Que grande homem o Dr. Trump, que já expulsa os imigrantes, que roubam empregos a americanos como os paquistaneses roubam passageiros ao meu táxi. E, quando os países recusam recebê-los, não os invade, dispara tarifas e logo aceitam, até oferecem o avião do Dr. Presidente para os ir buscar. É preciso expulsar imigrantes algemados e manter as boas tradições dos barcos negreiros, agora nos aviões.

O Dr. Trump é que sabe. É contra quem vive à custa dos americanos, não é como nós, só nos salvamos quando voltarmos a ter um presidente almirante e um professor de Direito a governar. Já não falta muito e agora já todos estão a ver. Foi por isso que só convidou o André para a posse. É o único de quem gosta e que merece.

O Dr. Montenegro quer evitar os imigrantes, mas é frouxo, não é como o André. Já não falta muito para ir à vida como o Dr. Costa. Só era preciso voltar já a eleições, mas o Dr. Marcelo teme insistir na receita.

O meu pai regozijou-se com a visita do Dr. Mark Rutte, homem grande em tudo, que veio a Portugal falar com o Dr. Montenegro para satisfazer o Dr. Trump e obter 5% do PIB para lhe pagar a defesa da Europa contra a Rússia. O Dr. Rutte não gostava do Dr. Trump, mas agora diz que é melhor do que o Dr. Biden e quer trabalhar para ele.
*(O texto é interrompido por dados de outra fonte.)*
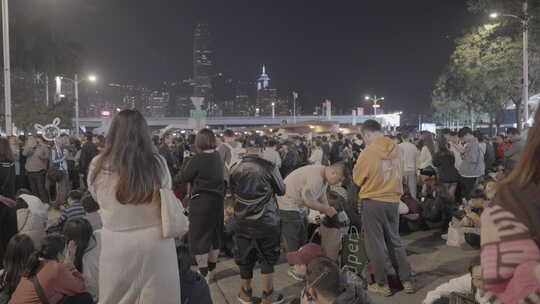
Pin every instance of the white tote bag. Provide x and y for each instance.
(175, 223)
(173, 220)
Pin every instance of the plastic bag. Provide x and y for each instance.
(456, 237)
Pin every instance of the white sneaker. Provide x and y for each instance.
(211, 276)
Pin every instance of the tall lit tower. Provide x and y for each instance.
(265, 95)
(203, 69)
(264, 81)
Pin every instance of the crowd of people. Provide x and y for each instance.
(256, 198)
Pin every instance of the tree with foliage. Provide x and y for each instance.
(38, 48)
(485, 72)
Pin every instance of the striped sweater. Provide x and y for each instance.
(510, 245)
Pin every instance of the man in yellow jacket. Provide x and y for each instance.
(377, 172)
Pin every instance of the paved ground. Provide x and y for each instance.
(432, 261)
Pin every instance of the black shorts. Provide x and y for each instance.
(248, 252)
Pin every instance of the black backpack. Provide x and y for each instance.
(432, 210)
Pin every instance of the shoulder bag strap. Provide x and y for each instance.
(39, 290)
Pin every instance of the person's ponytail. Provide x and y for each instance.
(33, 264)
(51, 247)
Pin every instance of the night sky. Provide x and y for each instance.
(339, 50)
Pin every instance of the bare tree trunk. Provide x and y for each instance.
(491, 124)
(518, 114)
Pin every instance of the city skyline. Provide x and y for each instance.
(322, 50)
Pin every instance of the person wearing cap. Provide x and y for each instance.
(303, 256)
(254, 183)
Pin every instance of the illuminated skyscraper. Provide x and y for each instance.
(203, 69)
(265, 94)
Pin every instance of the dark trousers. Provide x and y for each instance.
(37, 185)
(466, 185)
(82, 298)
(293, 229)
(381, 225)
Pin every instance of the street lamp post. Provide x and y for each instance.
(295, 96)
(525, 24)
(375, 101)
(76, 82)
(7, 71)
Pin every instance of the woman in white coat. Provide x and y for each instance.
(32, 220)
(136, 264)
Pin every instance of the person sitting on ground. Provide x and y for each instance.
(50, 276)
(18, 252)
(474, 211)
(32, 215)
(326, 285)
(303, 256)
(193, 286)
(91, 208)
(271, 154)
(74, 209)
(87, 253)
(469, 284)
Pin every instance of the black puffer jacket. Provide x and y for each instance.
(255, 183)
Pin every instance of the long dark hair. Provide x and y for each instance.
(528, 167)
(5, 150)
(80, 231)
(129, 153)
(52, 245)
(18, 252)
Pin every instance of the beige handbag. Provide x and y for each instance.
(174, 222)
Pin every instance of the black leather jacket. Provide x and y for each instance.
(255, 183)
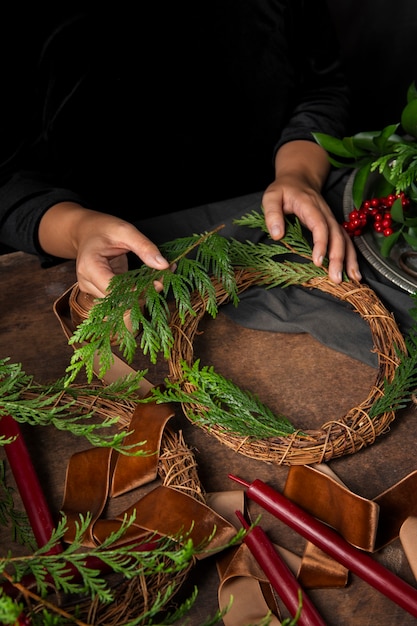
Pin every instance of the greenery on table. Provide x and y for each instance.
(214, 256)
(132, 560)
(43, 405)
(386, 163)
(196, 258)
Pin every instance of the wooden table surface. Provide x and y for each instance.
(293, 374)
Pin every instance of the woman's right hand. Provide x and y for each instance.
(98, 242)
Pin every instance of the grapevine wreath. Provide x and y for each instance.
(119, 597)
(218, 272)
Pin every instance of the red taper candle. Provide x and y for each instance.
(328, 540)
(27, 483)
(280, 575)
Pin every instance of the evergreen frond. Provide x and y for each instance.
(45, 405)
(10, 517)
(163, 555)
(223, 404)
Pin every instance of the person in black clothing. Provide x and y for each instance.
(111, 119)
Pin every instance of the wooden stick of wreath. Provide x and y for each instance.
(234, 266)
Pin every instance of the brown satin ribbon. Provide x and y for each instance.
(95, 475)
(370, 525)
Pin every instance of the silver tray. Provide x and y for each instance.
(368, 246)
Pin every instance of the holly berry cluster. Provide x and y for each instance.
(376, 212)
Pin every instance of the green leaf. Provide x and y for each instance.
(409, 118)
(365, 140)
(385, 137)
(397, 212)
(333, 145)
(359, 184)
(412, 241)
(412, 92)
(353, 148)
(389, 242)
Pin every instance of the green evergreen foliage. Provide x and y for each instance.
(213, 256)
(42, 405)
(17, 521)
(223, 404)
(167, 555)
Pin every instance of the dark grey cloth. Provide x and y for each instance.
(292, 309)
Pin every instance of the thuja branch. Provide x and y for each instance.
(21, 531)
(398, 392)
(57, 404)
(70, 572)
(222, 403)
(213, 256)
(135, 291)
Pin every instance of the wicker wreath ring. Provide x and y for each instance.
(335, 438)
(177, 468)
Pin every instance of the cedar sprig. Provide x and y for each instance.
(166, 556)
(222, 403)
(43, 405)
(134, 291)
(17, 521)
(294, 240)
(196, 259)
(398, 392)
(400, 165)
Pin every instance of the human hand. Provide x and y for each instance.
(99, 243)
(294, 192)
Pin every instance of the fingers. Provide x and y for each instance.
(102, 254)
(272, 202)
(329, 238)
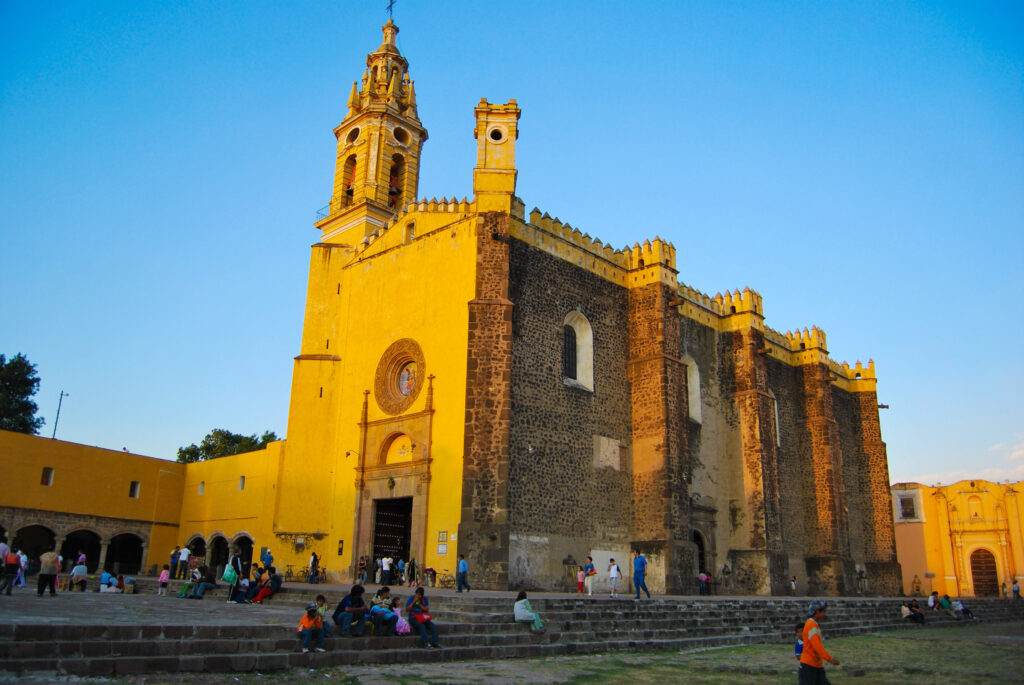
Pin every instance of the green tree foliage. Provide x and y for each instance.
(220, 442)
(18, 383)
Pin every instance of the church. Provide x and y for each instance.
(479, 380)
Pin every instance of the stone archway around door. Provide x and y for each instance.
(983, 573)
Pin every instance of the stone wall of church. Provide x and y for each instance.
(796, 474)
(569, 484)
(714, 444)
É fácil poupar 5% para comprar armas ao Dr. Trump, basta não esbanjar dinheiro no Estado Social, Saúde e Educação, muito menos com imigrantes, e o Dr. Trump não quer europeus a aprender russo ou chinês, quer que aprendam americano como os ingleses.

Além disso, o Dr. Rutte, que podia falar com o Dr. Montenegro na Europa, veio cá para o Dr. Nuno Melo lhe dar os planos para recuperar Olivença, e levá-los para ensinar a Ucrânia a recuperar a Crimeia. Disse que o Dr. Melo é que sabia os planos do Atlântico Norte ou Atlético Norte, não percebi bem.

O meu pai adora o Dr. Trump e o Dr. Elon Musk. Este quer que os alemães voltem a ter orgulho no que fizeram no passado, tal como os portugueses quando defendiam o nosso Ultramar infelizmente perdido, antes de o entregarem a pretos e russos.

O Dr. Trump tem ideias excelentes para a paz, quer despachar as pessoas de Gaza para outros países, o que é uma boa ideia para evitar conflitos, como provou o Dr. Stalin com os tártaros da Crimeia para a Sibéria. Só há guerras de houver dois lados.

E foi para o café a esfregar as mãos, eu sempre tive razão… ainda hei de ver os largos, ruas e praças 25 de Abril a mudar de nome para: Dr. Trump – o Deportador.

Quis perguntar ao meu pai quem é o Dr. Miguel Arruda, que tem 1 curso, 2 mestradas e 17 malas, mas tive medo de levar uma sova. É o que sucede quando se arrelia comigo. E hoje não escrevo mais nada.

Musgueira, 28 de janeiro de 2025. Diana.

Do Dário da Diana – 12 anos – escola C+S da Musgueira

(Carlos Esperança, in Facebook, 23/01/2025)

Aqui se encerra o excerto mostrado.